Scientific classification
- Kingdom: Plantae
- Clade: Embryophytes
- Clade: Tracheophytes
- Clade: Spermatophytes
- Clade: Angiosperms
- Clade: Magnoliids
- Order: Magnoliales
- Family: Magnoliaceae
- Genus: Magnolia
- Section: Magnolia sect. Magnolia
- Species: M. sharpii
- Binomial name: Magnolia sharpii Miranda (1955)

= Magnolia sharpii =

- Genus: Magnolia
- Species: sharpii
- Authority: Miranda (1955)
- Conservation status: EN

Species of flowering plant

Magnolia sharpii is a tree species of Magnolia from Chiapas, Mexico. It grows in wet tropical habitats.

==Description==
Magnolia sharpii is a large tree, growing up to 25 meters tall with a trunk more than 50 cm in diameter.

==Range and habitat==
Magnolia sharpii is endemic to the Central Highlands of Chiapas, where it is known from scattered localities between 1,950 and 2,940 meters elevation. The species' estimated extent of occurrence (EOO) is 2,228 km^{2}.

Its typical habitat is on steep slopes or in ravines in cloud forests and humid oak and pine–oak forests. It favors mature closed-canopy forests dominated by oaks which sustain a cool and moist forest floor environment. It is shade-tolerant but intolerant of prolonged drought.

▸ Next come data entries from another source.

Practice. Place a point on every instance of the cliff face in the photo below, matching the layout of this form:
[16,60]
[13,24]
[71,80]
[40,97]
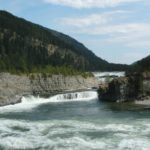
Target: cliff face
[130,88]
[13,87]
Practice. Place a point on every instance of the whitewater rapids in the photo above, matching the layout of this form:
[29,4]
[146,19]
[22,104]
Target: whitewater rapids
[72,121]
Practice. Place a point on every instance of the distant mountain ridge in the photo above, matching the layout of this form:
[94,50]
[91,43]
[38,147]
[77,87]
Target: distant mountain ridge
[25,46]
[142,65]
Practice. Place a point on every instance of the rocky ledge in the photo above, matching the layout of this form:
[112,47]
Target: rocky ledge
[13,87]
[133,87]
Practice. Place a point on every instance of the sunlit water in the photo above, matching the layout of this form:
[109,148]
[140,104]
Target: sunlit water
[75,122]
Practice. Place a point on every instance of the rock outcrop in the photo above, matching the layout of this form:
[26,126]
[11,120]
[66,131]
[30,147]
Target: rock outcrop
[13,87]
[130,88]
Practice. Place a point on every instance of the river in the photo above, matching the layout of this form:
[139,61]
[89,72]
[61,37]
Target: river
[77,121]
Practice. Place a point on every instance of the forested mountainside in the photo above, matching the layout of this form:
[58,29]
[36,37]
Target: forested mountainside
[25,46]
[142,65]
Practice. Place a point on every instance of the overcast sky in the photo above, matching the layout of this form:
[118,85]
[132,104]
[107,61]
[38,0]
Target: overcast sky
[115,30]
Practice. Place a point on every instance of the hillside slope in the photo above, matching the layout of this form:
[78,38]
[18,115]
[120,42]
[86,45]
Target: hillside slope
[25,46]
[142,65]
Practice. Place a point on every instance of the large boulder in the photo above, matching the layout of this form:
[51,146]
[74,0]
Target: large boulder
[129,88]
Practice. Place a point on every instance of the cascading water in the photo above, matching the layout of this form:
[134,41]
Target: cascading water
[72,121]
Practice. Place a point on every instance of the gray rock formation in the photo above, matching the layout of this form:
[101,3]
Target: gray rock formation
[13,87]
[133,87]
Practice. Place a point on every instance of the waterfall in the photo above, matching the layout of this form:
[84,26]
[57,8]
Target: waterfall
[76,96]
[30,102]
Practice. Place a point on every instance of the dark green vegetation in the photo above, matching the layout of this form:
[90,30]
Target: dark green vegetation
[27,47]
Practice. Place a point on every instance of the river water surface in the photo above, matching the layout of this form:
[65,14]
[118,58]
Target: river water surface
[76,121]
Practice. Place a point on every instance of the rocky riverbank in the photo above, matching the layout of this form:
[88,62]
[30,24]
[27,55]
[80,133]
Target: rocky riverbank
[13,87]
[133,87]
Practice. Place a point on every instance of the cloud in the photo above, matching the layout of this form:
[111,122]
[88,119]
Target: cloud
[130,34]
[91,20]
[89,3]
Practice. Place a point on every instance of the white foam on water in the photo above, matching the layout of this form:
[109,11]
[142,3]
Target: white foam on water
[69,135]
[134,144]
[30,102]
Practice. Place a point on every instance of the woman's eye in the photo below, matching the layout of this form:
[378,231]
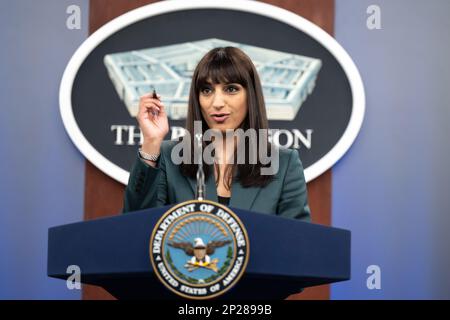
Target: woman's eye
[232,89]
[205,90]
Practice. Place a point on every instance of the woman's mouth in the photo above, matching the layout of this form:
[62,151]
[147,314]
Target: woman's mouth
[220,117]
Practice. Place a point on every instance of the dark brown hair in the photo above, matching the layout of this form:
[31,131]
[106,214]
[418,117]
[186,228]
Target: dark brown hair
[229,65]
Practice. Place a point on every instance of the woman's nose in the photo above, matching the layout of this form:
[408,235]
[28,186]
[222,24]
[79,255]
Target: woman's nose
[218,101]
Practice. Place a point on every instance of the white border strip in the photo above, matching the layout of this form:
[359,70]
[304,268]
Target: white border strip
[263,9]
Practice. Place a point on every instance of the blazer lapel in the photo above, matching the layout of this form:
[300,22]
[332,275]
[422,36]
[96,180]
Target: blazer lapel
[242,198]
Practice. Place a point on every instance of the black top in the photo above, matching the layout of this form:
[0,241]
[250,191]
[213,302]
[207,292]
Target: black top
[224,200]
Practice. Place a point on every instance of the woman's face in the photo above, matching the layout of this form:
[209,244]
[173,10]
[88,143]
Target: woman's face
[223,106]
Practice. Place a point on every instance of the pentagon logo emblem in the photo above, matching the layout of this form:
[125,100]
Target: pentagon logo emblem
[199,249]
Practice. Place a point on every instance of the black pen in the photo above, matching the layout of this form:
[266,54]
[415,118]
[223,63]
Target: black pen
[155,96]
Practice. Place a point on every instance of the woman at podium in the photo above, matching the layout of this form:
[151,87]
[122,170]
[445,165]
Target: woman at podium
[225,96]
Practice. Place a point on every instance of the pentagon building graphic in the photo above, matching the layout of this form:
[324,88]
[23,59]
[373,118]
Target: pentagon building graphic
[287,79]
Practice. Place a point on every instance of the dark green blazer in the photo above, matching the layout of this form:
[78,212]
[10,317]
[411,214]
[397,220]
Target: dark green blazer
[285,196]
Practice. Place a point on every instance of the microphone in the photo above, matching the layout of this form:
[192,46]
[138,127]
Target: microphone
[200,174]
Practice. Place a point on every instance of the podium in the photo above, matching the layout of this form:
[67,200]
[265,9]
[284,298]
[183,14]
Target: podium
[286,255]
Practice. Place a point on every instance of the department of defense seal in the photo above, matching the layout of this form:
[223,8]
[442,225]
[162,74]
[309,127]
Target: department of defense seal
[199,249]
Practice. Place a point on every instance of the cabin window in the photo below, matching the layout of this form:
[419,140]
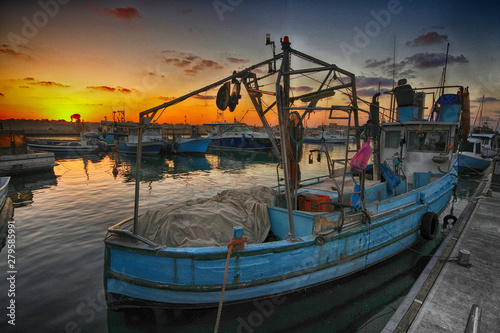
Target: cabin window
[468,147]
[427,141]
[392,139]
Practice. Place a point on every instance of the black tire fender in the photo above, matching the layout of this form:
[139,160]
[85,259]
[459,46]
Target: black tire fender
[449,220]
[429,225]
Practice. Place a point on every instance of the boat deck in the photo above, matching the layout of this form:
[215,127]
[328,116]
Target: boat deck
[442,298]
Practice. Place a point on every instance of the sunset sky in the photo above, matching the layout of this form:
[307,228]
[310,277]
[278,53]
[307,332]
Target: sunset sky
[61,57]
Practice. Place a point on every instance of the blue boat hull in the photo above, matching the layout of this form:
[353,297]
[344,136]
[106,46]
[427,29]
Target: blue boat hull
[242,143]
[198,146]
[466,163]
[192,277]
[151,148]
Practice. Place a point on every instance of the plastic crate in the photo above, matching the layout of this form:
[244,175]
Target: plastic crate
[306,203]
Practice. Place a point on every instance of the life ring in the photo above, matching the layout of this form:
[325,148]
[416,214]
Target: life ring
[429,225]
[447,218]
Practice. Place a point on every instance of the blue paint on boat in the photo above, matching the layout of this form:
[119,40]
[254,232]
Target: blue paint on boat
[306,245]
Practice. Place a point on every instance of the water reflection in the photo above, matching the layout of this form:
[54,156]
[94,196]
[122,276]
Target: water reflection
[21,187]
[365,300]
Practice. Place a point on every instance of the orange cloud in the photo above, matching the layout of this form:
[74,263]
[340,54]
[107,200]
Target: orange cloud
[49,84]
[236,60]
[203,97]
[103,88]
[166,99]
[110,89]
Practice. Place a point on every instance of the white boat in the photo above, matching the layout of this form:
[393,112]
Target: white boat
[238,135]
[325,136]
[151,143]
[17,158]
[489,143]
[470,157]
[193,254]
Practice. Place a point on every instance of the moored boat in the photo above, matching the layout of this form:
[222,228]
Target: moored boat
[88,144]
[325,136]
[470,158]
[181,145]
[17,158]
[151,143]
[237,135]
[304,232]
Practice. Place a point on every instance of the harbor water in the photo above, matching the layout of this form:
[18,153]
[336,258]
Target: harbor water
[61,219]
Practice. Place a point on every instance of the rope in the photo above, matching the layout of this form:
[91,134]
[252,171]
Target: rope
[238,244]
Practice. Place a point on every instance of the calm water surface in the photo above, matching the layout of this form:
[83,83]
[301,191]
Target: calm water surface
[61,219]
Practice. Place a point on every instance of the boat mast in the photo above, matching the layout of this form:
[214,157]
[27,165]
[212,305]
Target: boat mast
[283,102]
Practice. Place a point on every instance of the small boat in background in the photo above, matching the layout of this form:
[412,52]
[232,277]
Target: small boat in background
[4,187]
[16,157]
[182,145]
[326,136]
[489,143]
[152,141]
[88,144]
[304,232]
[237,135]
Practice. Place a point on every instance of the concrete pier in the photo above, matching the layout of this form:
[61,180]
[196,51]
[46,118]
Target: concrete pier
[463,274]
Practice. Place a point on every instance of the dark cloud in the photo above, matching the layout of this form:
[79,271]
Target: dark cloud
[203,97]
[6,49]
[429,38]
[236,60]
[103,88]
[369,92]
[49,84]
[110,89]
[183,11]
[432,60]
[121,13]
[364,82]
[166,99]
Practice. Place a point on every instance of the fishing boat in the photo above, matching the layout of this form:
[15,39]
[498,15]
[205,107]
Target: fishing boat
[470,158]
[237,135]
[326,136]
[16,157]
[152,142]
[4,187]
[489,143]
[247,244]
[182,145]
[89,143]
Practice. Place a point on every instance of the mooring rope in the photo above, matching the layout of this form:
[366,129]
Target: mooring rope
[238,243]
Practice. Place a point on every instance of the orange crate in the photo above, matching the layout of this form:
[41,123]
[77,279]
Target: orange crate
[306,203]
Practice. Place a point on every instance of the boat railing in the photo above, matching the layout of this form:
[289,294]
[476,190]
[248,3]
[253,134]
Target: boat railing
[119,229]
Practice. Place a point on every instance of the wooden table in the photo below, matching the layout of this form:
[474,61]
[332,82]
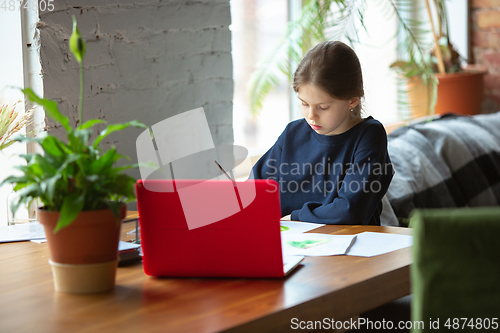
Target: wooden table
[322,287]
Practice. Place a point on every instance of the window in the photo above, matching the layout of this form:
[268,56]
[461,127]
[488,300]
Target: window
[256,27]
[20,67]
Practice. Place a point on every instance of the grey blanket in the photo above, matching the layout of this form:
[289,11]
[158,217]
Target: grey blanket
[450,162]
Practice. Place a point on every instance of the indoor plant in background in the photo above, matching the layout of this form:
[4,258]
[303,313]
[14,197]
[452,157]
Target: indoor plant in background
[13,117]
[460,90]
[83,194]
[322,20]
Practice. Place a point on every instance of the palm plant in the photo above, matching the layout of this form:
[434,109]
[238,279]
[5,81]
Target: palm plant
[322,20]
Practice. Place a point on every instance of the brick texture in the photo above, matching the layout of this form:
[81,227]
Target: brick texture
[486,48]
[146,60]
[489,19]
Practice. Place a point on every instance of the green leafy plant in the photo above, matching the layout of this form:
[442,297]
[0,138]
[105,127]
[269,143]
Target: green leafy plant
[323,20]
[77,175]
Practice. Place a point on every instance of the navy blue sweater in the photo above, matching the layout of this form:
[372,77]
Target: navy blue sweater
[338,179]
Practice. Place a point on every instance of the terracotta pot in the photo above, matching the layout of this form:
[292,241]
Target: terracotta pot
[459,93]
[83,255]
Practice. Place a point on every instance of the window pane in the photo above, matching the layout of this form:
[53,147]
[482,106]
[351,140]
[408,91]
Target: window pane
[257,26]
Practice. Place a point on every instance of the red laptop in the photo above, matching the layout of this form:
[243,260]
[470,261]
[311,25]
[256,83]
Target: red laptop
[211,228]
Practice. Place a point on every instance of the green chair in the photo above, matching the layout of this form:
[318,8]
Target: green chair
[455,274]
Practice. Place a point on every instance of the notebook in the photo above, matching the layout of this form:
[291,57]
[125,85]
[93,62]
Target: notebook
[212,228]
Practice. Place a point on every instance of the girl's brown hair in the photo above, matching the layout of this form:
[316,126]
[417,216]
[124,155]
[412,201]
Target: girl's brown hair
[334,67]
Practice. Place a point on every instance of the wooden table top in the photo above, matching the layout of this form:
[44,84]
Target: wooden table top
[322,287]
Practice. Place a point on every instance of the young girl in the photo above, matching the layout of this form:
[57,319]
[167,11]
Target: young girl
[332,166]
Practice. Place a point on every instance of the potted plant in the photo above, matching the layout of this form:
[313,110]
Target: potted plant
[13,117]
[459,90]
[322,20]
[82,191]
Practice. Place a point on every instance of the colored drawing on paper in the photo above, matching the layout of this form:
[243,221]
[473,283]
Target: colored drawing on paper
[284,228]
[306,244]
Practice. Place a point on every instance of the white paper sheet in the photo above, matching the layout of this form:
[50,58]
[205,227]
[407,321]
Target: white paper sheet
[21,232]
[369,244]
[290,227]
[315,244]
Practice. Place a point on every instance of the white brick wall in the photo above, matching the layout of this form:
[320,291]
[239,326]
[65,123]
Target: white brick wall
[146,60]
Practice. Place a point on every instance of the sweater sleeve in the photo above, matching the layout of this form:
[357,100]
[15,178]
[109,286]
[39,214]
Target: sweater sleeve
[360,193]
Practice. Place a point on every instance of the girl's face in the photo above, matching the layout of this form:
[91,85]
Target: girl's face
[325,114]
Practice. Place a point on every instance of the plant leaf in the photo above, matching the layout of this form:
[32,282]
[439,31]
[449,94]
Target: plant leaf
[71,207]
[76,43]
[116,127]
[49,106]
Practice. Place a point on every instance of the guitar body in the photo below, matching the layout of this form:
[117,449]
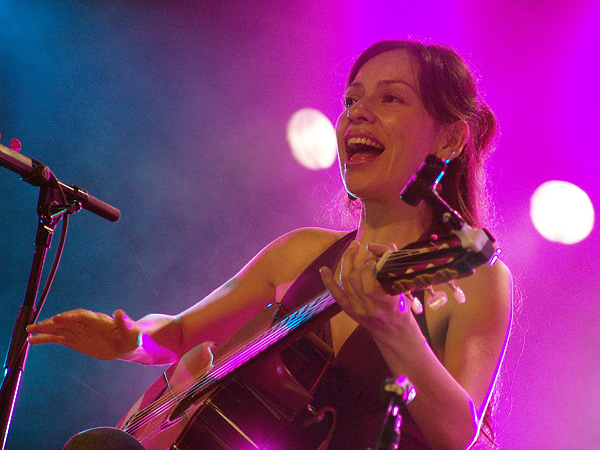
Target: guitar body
[254,392]
[263,404]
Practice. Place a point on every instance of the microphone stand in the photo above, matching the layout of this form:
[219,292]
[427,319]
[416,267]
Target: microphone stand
[401,392]
[51,208]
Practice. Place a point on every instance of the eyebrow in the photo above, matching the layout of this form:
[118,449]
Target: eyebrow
[386,83]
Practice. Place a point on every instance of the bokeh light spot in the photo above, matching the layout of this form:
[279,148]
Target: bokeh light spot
[311,137]
[562,212]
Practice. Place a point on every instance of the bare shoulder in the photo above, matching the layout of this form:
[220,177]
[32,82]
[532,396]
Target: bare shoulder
[294,251]
[489,300]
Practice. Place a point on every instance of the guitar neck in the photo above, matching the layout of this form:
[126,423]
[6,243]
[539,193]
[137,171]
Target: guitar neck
[289,328]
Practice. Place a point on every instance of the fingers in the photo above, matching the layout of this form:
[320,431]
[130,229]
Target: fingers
[123,321]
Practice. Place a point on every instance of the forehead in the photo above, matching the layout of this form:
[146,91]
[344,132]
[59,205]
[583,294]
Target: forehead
[391,65]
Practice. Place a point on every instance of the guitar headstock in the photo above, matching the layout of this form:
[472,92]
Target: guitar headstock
[436,260]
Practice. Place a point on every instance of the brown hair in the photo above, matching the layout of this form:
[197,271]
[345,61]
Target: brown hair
[449,92]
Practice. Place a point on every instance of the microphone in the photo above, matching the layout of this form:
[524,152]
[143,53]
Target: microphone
[38,174]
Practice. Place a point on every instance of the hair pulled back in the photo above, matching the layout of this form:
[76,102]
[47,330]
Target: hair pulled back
[449,93]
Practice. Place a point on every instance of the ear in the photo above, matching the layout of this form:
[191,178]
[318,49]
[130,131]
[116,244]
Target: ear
[452,140]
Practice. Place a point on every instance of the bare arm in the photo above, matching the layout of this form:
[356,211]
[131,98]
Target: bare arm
[163,339]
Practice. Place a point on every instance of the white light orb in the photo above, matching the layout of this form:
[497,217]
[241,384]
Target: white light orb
[562,212]
[311,137]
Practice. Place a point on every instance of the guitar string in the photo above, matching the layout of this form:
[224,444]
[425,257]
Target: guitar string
[228,364]
[172,401]
[242,355]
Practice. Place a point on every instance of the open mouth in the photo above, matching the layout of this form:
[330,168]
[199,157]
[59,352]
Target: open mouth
[361,148]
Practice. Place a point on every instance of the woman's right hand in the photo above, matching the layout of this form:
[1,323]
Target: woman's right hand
[94,334]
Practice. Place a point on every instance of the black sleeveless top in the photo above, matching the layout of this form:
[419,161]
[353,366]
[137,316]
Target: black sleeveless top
[352,382]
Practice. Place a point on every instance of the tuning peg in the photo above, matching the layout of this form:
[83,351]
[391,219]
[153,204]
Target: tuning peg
[457,292]
[437,299]
[415,303]
[15,145]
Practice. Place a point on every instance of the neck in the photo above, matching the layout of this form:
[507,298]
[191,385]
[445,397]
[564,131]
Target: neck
[396,223]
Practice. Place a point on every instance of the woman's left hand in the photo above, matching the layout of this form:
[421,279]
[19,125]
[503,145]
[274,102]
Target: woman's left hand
[362,297]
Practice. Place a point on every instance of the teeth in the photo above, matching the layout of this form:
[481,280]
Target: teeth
[365,141]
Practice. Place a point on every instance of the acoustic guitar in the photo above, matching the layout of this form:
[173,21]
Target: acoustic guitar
[255,391]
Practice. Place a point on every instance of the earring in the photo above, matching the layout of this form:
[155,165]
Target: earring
[452,153]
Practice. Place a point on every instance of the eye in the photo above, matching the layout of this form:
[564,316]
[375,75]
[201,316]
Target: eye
[392,98]
[348,102]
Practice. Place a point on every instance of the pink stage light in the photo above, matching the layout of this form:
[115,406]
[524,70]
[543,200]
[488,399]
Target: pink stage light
[562,212]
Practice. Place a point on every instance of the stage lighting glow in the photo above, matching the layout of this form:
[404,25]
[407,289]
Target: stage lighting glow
[562,212]
[311,137]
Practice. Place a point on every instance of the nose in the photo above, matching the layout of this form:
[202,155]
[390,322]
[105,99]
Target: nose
[359,111]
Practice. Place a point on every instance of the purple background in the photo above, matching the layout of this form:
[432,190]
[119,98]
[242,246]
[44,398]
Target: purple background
[176,114]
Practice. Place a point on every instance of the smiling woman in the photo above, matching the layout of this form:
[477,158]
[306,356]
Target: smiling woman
[404,101]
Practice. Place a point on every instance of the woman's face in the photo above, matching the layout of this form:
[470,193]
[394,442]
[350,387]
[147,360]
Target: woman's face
[385,132]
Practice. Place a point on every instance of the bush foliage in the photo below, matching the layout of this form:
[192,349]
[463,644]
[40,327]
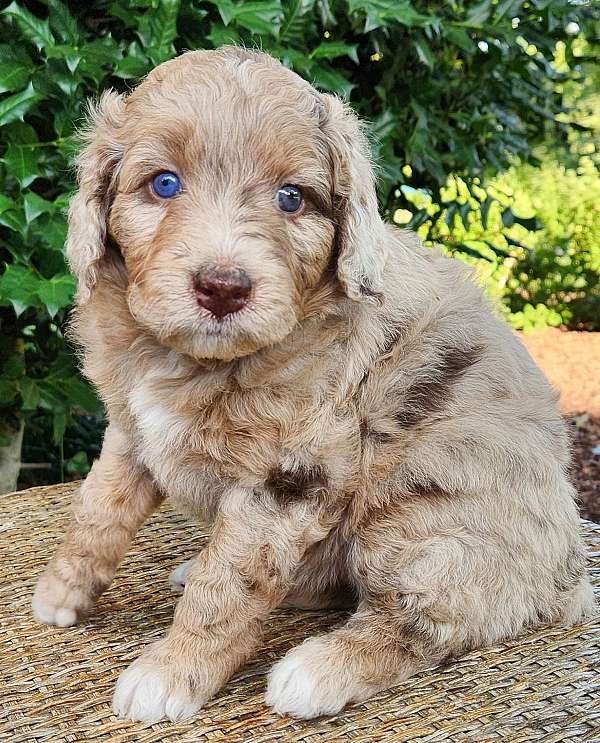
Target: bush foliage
[454,91]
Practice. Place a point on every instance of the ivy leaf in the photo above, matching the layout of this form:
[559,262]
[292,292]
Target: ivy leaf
[16,106]
[335,49]
[257,16]
[485,210]
[35,205]
[479,13]
[22,163]
[380,12]
[329,79]
[18,287]
[13,76]
[8,391]
[62,22]
[220,35]
[424,52]
[34,29]
[56,293]
[30,393]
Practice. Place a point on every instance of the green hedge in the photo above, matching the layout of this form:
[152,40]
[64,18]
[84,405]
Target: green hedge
[454,91]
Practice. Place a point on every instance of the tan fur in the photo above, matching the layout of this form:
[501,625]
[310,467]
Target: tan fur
[364,430]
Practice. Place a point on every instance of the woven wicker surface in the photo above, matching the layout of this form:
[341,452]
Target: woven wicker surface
[56,684]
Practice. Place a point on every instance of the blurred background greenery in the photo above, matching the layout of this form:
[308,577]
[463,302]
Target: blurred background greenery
[484,120]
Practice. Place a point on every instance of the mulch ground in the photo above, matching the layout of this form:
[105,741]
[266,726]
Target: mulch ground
[571,361]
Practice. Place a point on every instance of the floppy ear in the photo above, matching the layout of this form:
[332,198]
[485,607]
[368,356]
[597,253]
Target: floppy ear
[96,175]
[361,232]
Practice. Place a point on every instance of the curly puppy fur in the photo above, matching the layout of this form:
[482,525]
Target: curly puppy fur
[364,431]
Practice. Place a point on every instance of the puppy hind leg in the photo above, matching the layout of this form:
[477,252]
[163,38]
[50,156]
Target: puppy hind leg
[371,652]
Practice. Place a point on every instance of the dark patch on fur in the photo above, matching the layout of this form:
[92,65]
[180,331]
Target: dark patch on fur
[428,396]
[393,333]
[304,482]
[429,489]
[368,433]
[570,572]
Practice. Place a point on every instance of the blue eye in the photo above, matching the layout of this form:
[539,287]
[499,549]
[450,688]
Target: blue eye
[166,185]
[289,198]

==Conservation and threats==
The species has a small, scattered population, and is threatened by severe deforestation across much of its range. It favors undisturbed forests which are becoming rarer across its range. Its conservation status is assessed as endangered.

==Prehistory==
Fossil records indicate that the species was widely distributed in North America during the Miocene, with widespread fossils from Canada, the United States, Mexico, and Central America. Over 25 million years its range contracted, and the species is now limited to a disjunct distribution across a small area of Mexico.

==Name==
The specific epithet of sharpii, refers to Aaron John Sharp (1904–1997), known professionally as Jack Sharp, who was an American botanist and bryologist, considered an expert on mosses.